Standing as the deadliest form of skin cancer, melanoma accounts for over 70 percent of skin cancer-related fatalities globally. Medical professionals have traditionally depended on visual examinations to identify suspicious pigmented lesions (SPLs), which often signal the presence of skin cancer. This early detection process in primary healthcare environments dramatically improves melanoma prognosis while substantially reducing treatment expenses.
The primary obstacle lies in efficiently locating and prioritizing SPLs, given the overwhelming number of pigmented lesions that typically require evaluation for potential biopsies. In a groundbreaking development, scientists from MIT and collaborating institutions have engineered an innovative artificial intelligence framework, employing deep convolutional neural networks (DCNNs) to analyze SPLs through wide-field photography captured by standard smartphones and consumer cameras.
DCNNs represent sophisticated neural networks designed to classify and categorize images, subsequently organizing them into clusters—similar to functionality seen in photo search applications. These machine learning algorithms constitute a specialized subset within the broader field of deep learning technology.
By employing cameras to capture wide-field photographs of extensive areas of patients' skin, the application leverages DCNNs to rapidly and effectively identify and screen for early-stage melanoma, explains Luis R. Soenksen, a postdoctoral researcher and medical device specialist currently serving as MIT's inaugural Venture Builder in Artificial Intelligence and Healthcare. Soenksen conducted this pioneering research alongside MIT scientists, including MIT Institute for Medical Engineering and Science (IMES) faculty members Martha J. Gray, W. Kieckhefer Professor of Health Sciences and Technology, professor of electrical engineering and computer science; and James J. Collins, Termeer Professor of Medical Engineering and Science and Biological Engineering.
Soenksen, the primary author of the recent paper, "Using Deep Learning for Dermatologist-level Detection of Suspicious Pigmented Skin Lesions from Wide-field Images," published in Science Translational Medicine, emphasizes that "Early identification of SPLs can be life-saving; however, current medical systems lack the infrastructure necessary to provide comprehensive skin screenings at population scale."
The publication details the creation of an SPL analysis system utilizing DCNNs to more rapidly and efficiently identify skin lesions requiring additional investigation—screenings that can be conducted during routine primary care visits or potentially by patients themselves. The system employs DCNNs to optimize the identification and classification of SPLs within wide-field images.

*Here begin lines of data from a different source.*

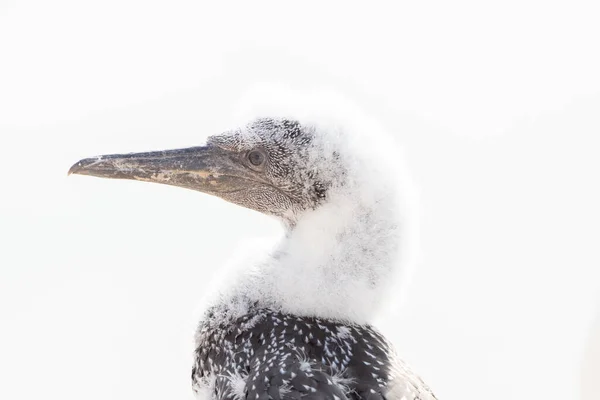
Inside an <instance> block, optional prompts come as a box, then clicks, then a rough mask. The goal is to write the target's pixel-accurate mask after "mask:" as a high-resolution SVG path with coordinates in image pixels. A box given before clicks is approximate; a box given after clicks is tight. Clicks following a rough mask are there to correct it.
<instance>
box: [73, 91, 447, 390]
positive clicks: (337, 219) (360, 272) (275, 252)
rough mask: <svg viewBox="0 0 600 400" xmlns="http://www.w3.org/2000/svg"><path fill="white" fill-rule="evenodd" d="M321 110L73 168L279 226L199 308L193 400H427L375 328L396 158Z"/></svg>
mask: <svg viewBox="0 0 600 400" xmlns="http://www.w3.org/2000/svg"><path fill="white" fill-rule="evenodd" d="M278 99H281V96H278ZM320 100H323V99H322V98H321V99H320ZM308 104H310V105H311V106H312V107H307V105H308ZM308 109H311V110H316V111H317V113H316V114H311V112H308V113H307V110H308ZM323 113H326V115H328V116H332V114H335V113H332V110H331V108H327V107H323V104H322V103H320V102H319V101H316V100H315V98H314V97H312V98H311V99H310V100H309V101H305V102H304V103H303V106H302V107H299V108H296V111H295V112H293V111H290V110H289V109H288V110H285V111H279V112H273V111H272V110H271V111H270V112H269V113H267V114H265V113H263V114H261V115H258V116H256V117H255V118H253V119H251V122H249V123H247V124H245V125H242V126H241V127H239V128H236V129H234V130H232V131H227V132H225V133H223V134H220V135H216V136H211V137H210V138H209V139H208V141H207V144H206V146H204V147H195V148H189V149H182V150H170V151H162V152H151V153H137V154H129V155H110V156H101V157H96V158H92V159H85V160H82V161H80V162H79V163H77V164H75V165H74V166H73V167H72V169H71V172H74V173H78V174H84V175H94V176H100V177H108V178H120V179H135V180H142V181H149V182H156V183H162V184H168V185H174V186H180V187H185V188H188V189H193V190H198V191H201V192H204V193H208V194H211V195H214V196H218V197H220V198H222V199H224V200H226V201H229V202H231V203H234V204H238V205H241V206H244V207H246V208H249V209H253V210H255V211H259V212H262V213H264V214H268V215H271V216H274V217H276V218H278V219H279V220H281V221H282V223H283V225H284V227H285V235H284V237H283V239H282V240H281V242H280V243H279V244H278V245H277V247H275V248H274V249H273V250H272V251H271V252H270V253H268V254H265V255H264V256H263V257H262V258H261V259H260V260H258V261H257V262H254V263H250V264H244V265H242V266H240V267H238V268H237V269H236V270H235V271H232V272H231V275H230V276H229V277H230V279H228V281H229V283H228V284H227V285H225V286H224V287H222V288H220V290H219V291H218V292H217V295H216V297H214V298H212V299H211V301H210V302H209V304H208V306H207V309H206V312H205V314H204V316H203V318H202V321H201V322H200V325H199V328H198V331H197V334H196V349H195V363H194V368H193V373H192V380H193V387H194V390H195V392H196V394H197V396H198V398H200V399H206V400H209V399H210V400H212V399H214V400H226V399H234V400H242V399H249V400H254V399H260V400H268V399H273V400H279V399H297V398H301V397H302V398H304V397H306V398H323V399H332V400H342V399H378V398H385V399H389V400H392V399H393V400H413V399H421V400H428V399H435V397H434V396H433V394H432V393H431V391H430V390H429V388H428V387H427V386H426V385H425V384H424V383H423V382H422V381H421V380H420V379H419V378H418V377H417V376H416V375H415V374H413V373H412V372H411V371H410V370H409V369H408V367H407V366H406V365H405V364H404V363H403V362H402V361H401V360H400V358H399V357H397V355H396V353H395V351H394V349H393V346H392V345H391V344H390V343H389V342H388V341H387V340H386V339H385V338H384V337H383V336H382V335H381V334H380V333H379V332H378V331H377V330H376V329H375V328H374V327H373V326H372V324H373V320H374V317H375V316H376V315H377V312H378V311H379V310H380V309H381V308H382V306H383V304H384V303H385V301H386V300H387V299H388V296H389V294H390V289H392V288H393V287H394V286H393V283H394V282H395V281H396V280H395V278H397V277H398V276H400V277H401V276H402V274H403V273H404V272H405V270H403V268H405V266H406V264H407V252H408V250H409V245H410V243H409V239H410V236H409V233H410V228H412V226H411V218H410V215H409V214H408V213H407V212H406V211H407V204H408V203H409V200H410V198H409V196H407V190H408V187H407V185H408V181H407V180H406V179H404V174H403V170H402V168H399V167H398V165H399V164H398V163H397V161H398V158H399V154H398V153H397V151H396V150H394V149H396V147H395V146H394V145H393V142H391V141H390V140H389V137H388V136H387V135H385V134H382V133H381V130H379V129H377V128H376V126H375V125H373V124H370V123H367V124H364V123H363V124H362V125H361V124H360V123H353V124H347V123H346V124H343V123H340V120H341V121H344V119H348V118H350V117H351V116H353V117H354V119H355V121H356V115H358V114H359V113H357V112H356V111H354V110H352V111H348V109H345V112H342V114H341V115H337V118H336V116H335V115H333V119H323V118H320V117H316V116H317V115H323ZM340 116H341V118H340ZM332 121H333V122H332Z"/></svg>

Utilizing artificial intelligence, the research team trained the system using 20,388 wide-field images from 133 patients at Madrid's Hospital Gregorio Marañón, supplemented with publicly accessible images. These photographs were captured using various ordinary cameras readily available to consumers. Dermatologists collaborating with the researchers visually classified the lesions in these images for comparative purposes. They discovered that the system achieved greater than 90.3 percent sensitivity in distinguishing SPLs from non-suspicious lesions, skin, and complex backgrounds—eliminating the need for cumbersome and time-consuming individual lesion imaging. Furthermore, the paper introduces a novel method to extract intra-patient lesion saliency (employing the ugly duckling criteria, which compares lesions that stand out from others on the same individual's skin) based on DCNN features from detected lesions.
"Our research demonstrates that systems harnessing computer vision and deep neural networks, quantifying such common indicators, can achieve accuracy comparable to expert dermatologists," Soenksen explains. "We hope our findings reignite enthusiasm for delivering more efficient dermatological screenings in primary care settings to facilitate appropriate specialist referrals."
Such implementation would enable more rapid and precise assessments of SPLs and could lead to earlier melanoma treatment, according to the research team.
Gray, the paper's senior author, provides insight into how this significant project evolved: "This work originated as a new initiative developed by fellows (five of the co-authors) in the MIT Catalyst program, a program designed to catalyze projects addressing critical clinical needs. This endeavor exemplifies the vision of HST/IMES (in whose tradition Catalyst was founded) of leveraging scientific innovation to advance human health." This research received support from the Abdul Latif Jameel Clinic for Machine Learning in Health and from the Consejería de Educación, Juventud y Deportes de la Comunidad de Madrid through the Madrid-MIT M+Visión Consortium.